The Chinese economy is now under the pressure of deflation, which underscores the need for urgent government interventions to stimulate economic activity. China’s central bank unexpectedly reduced key policy rates for the second time in three months. There are growing concerns that the Chinese economy may not meet its growth target of around 5% this year amid a prolonged property crisis and weak global economic growth.
Table 1: KDI Invest Portfolio Performance As at 31 August 2023
Benchmark: Equity: MSCI ACWI Index + Fixed Income: FTSE World Government Bond Index
Past performance is not indicative of future results.
The provided table offers information on the cumulative performance of selected KDI portfolios since their launch on February 15, 2022. Year-to-date, all portfolios have recorded returns within a range of -0.5% to 6.1%.
The global economic landscape is currently characterized by significant disparities. The United States has posted unexpectedly robust economic growth, marked by a low unemployment rate and a decrease in inflation from its peak. In contrast, China, the second-largest economy globally, faces challenges arising from a weakening property sector and the looming risk of deflation. Meanwhile, the Eurozone is experiencing a slowdown in growth, with a mere 0.3% annualized growth rate in the second quarter, as reported by Eurostat, the statistical office of the European Union.

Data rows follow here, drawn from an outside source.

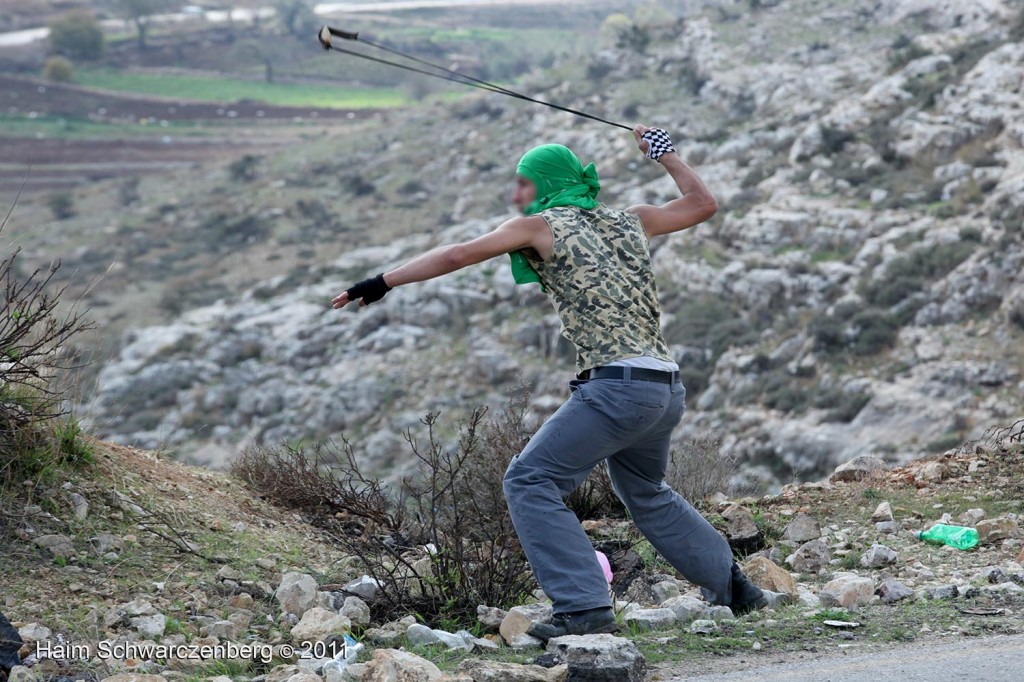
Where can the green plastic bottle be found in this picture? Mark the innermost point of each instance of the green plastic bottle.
(954, 536)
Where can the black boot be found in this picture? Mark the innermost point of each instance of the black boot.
(591, 621)
(745, 595)
(748, 597)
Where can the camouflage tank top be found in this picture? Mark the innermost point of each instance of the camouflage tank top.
(600, 280)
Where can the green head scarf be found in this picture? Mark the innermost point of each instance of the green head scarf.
(561, 180)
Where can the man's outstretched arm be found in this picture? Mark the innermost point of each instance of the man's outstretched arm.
(695, 206)
(512, 235)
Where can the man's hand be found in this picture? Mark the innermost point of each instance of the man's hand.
(370, 290)
(654, 142)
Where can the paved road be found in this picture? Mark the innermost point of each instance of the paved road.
(974, 659)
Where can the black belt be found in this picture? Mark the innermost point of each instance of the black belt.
(641, 373)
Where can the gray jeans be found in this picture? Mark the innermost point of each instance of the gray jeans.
(629, 422)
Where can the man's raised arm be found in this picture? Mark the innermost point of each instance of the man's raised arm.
(696, 204)
(512, 235)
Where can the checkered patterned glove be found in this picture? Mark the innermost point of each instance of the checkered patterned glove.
(658, 142)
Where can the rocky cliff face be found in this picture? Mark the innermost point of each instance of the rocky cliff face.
(859, 290)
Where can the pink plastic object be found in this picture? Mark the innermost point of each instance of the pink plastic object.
(605, 566)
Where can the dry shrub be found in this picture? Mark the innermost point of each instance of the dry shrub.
(440, 545)
(38, 436)
(698, 468)
(595, 497)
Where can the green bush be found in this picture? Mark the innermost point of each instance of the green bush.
(851, 329)
(37, 435)
(78, 36)
(452, 502)
(58, 70)
(61, 205)
(906, 274)
(842, 406)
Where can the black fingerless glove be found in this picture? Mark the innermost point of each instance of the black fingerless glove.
(370, 290)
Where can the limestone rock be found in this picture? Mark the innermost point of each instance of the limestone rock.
(858, 468)
(686, 608)
(741, 530)
(972, 517)
(391, 632)
(651, 619)
(491, 616)
(665, 590)
(496, 671)
(884, 512)
(599, 657)
(364, 587)
(317, 624)
(704, 627)
(810, 557)
(356, 610)
(878, 556)
(768, 576)
(151, 627)
(57, 545)
(397, 666)
(802, 528)
(892, 590)
(995, 528)
(847, 591)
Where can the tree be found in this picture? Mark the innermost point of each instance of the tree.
(138, 12)
(296, 16)
(78, 36)
(58, 69)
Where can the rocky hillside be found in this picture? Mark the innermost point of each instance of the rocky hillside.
(859, 291)
(138, 551)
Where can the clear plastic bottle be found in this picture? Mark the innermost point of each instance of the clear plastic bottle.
(954, 536)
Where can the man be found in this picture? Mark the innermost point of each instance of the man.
(594, 262)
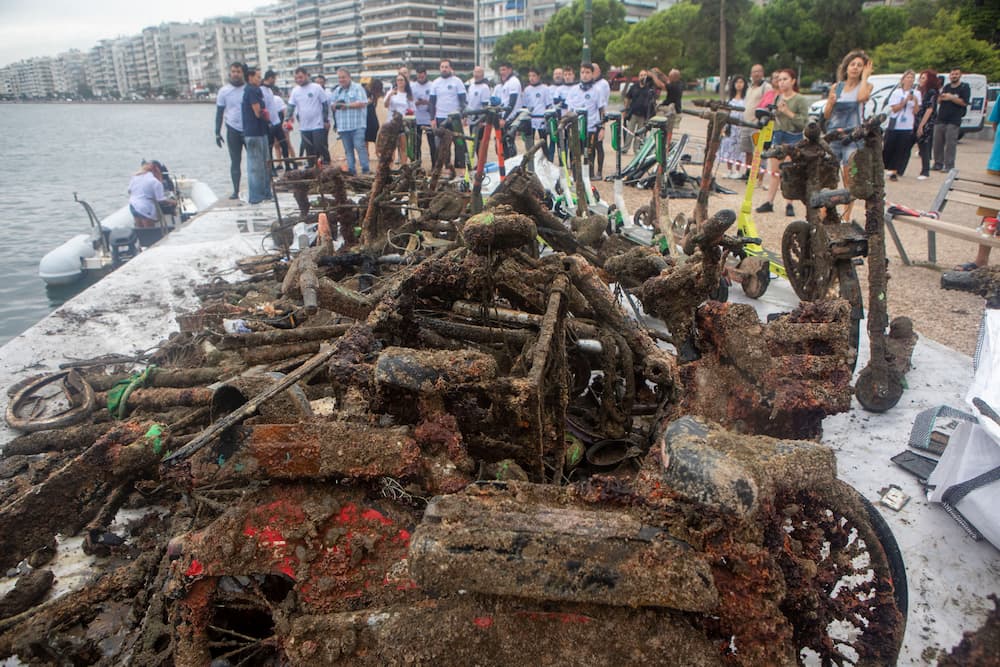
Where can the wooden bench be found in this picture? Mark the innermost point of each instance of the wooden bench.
(978, 190)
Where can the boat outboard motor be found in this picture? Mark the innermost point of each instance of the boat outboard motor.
(124, 244)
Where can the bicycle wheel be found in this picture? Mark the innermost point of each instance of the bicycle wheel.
(846, 583)
(806, 270)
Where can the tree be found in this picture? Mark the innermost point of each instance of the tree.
(519, 47)
(658, 41)
(778, 32)
(562, 39)
(948, 43)
(884, 25)
(842, 26)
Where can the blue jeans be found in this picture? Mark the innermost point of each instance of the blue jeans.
(354, 140)
(257, 176)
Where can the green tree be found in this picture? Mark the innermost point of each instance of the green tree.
(658, 41)
(842, 23)
(519, 47)
(562, 39)
(884, 25)
(948, 43)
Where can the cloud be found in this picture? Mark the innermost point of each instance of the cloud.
(48, 27)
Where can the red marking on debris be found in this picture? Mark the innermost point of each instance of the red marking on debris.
(375, 515)
(348, 514)
(286, 567)
(556, 616)
(195, 569)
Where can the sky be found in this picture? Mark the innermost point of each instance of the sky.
(30, 28)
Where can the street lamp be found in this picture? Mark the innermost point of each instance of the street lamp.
(440, 15)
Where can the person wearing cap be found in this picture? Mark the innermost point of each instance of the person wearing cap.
(228, 107)
(146, 195)
(585, 98)
(308, 102)
(422, 103)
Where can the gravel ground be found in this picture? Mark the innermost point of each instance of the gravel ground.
(950, 318)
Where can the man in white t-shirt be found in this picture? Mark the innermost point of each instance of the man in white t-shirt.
(308, 102)
(229, 107)
(585, 98)
(536, 97)
(509, 92)
(448, 97)
(276, 112)
(422, 101)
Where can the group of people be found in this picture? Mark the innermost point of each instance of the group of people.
(256, 117)
(917, 106)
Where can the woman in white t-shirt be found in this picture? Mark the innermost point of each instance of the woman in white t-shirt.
(904, 102)
(400, 100)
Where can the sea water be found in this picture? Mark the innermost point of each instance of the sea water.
(51, 151)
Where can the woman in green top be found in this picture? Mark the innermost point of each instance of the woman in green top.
(791, 113)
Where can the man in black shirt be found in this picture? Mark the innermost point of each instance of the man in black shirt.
(952, 104)
(641, 104)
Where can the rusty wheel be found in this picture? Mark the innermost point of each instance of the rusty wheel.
(845, 579)
(807, 271)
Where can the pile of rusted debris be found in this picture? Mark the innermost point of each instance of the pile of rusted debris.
(435, 444)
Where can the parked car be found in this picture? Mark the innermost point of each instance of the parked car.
(884, 84)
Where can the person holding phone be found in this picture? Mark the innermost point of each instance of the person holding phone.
(904, 104)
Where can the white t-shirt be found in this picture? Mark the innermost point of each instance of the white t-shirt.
(478, 95)
(308, 101)
(504, 90)
(144, 190)
(421, 91)
(905, 116)
(231, 97)
(398, 103)
(605, 88)
(446, 90)
(274, 105)
(589, 101)
(537, 99)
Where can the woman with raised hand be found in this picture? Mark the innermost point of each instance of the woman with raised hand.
(904, 105)
(844, 108)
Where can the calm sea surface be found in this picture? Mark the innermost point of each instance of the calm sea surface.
(51, 151)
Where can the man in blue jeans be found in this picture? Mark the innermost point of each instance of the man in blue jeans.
(227, 108)
(350, 112)
(256, 136)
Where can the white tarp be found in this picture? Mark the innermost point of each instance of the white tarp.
(974, 449)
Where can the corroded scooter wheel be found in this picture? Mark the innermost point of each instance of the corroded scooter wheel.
(875, 394)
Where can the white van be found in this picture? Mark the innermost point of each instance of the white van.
(884, 84)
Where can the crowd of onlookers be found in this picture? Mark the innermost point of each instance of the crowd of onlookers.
(252, 114)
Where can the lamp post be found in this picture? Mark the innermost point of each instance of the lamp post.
(440, 15)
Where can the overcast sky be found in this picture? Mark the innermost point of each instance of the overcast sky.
(31, 28)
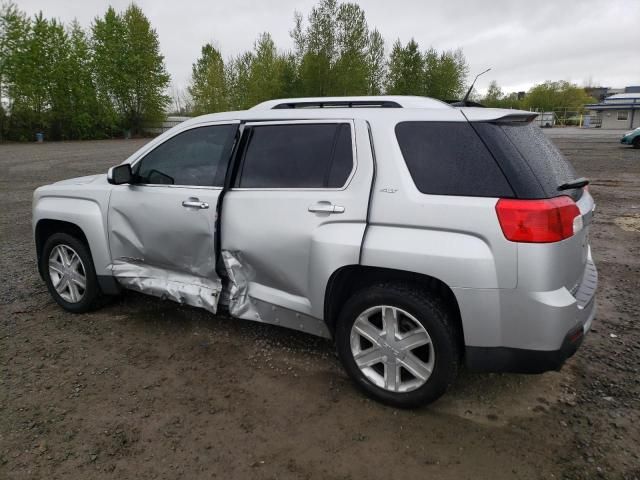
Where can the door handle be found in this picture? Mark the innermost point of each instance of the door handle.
(326, 208)
(195, 203)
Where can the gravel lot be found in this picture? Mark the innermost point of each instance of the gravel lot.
(148, 389)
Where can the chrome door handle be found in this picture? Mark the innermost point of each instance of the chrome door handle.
(326, 208)
(195, 204)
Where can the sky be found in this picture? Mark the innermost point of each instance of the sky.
(524, 42)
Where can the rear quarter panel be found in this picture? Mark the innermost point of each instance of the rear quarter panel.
(82, 205)
(453, 238)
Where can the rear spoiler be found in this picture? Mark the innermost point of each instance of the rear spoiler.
(463, 103)
(515, 118)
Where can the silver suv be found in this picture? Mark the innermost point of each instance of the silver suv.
(417, 235)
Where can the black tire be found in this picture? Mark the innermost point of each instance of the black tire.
(91, 296)
(431, 314)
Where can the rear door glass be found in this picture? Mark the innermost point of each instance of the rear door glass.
(448, 158)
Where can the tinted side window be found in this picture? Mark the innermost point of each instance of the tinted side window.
(535, 166)
(448, 158)
(297, 156)
(196, 157)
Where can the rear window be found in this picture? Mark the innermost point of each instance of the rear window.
(528, 156)
(448, 158)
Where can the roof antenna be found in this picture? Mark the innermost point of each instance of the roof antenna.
(466, 97)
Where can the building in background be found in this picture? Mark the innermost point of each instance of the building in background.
(618, 111)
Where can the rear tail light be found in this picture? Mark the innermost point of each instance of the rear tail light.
(539, 221)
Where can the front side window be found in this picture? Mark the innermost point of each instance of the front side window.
(196, 157)
(297, 156)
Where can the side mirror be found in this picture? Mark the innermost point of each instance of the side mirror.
(120, 174)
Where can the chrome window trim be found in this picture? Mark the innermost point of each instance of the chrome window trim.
(153, 146)
(160, 185)
(354, 151)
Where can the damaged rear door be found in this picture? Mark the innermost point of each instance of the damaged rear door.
(295, 213)
(162, 227)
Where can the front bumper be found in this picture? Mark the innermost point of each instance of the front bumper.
(519, 360)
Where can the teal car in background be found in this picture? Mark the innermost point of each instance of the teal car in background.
(632, 138)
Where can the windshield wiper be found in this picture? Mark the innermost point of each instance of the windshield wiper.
(577, 183)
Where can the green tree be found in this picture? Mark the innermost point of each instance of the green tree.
(238, 75)
(406, 70)
(265, 71)
(494, 95)
(88, 118)
(350, 72)
(376, 63)
(129, 67)
(559, 96)
(317, 45)
(209, 89)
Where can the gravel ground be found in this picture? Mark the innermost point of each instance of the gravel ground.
(149, 389)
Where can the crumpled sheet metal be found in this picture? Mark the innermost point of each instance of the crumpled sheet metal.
(167, 284)
(236, 294)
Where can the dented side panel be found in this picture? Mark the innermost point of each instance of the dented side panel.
(168, 284)
(162, 248)
(279, 252)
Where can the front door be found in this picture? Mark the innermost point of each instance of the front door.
(162, 227)
(295, 213)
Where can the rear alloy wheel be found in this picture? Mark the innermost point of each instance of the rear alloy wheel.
(69, 273)
(392, 349)
(398, 344)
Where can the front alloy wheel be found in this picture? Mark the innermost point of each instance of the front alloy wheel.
(68, 270)
(399, 343)
(67, 273)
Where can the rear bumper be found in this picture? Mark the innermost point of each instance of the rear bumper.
(535, 331)
(519, 360)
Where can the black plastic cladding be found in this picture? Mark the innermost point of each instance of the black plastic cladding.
(534, 166)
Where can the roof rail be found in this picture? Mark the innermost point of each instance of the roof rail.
(338, 104)
(386, 101)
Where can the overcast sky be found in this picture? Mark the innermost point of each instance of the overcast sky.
(523, 41)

From an asset class perspective, although equities have performed well year-to-date, fixed income is becoming increasingly appealing to investors. This shift is influenced by the fact that global interest rates are relatively high, coupled with growing expectations of an impending recession.
The KDI portfolios maintain diversification, allocating a significant portion of their assets to equity exposure, ranging from 45% to 96%. Fixed income investments comprise up to 35% of the portfolio, while alternative investments, primarily in the gold ETF (GLD), make up to 7%. Additionally, cash holdings within the portfolios range from 4% to 17%.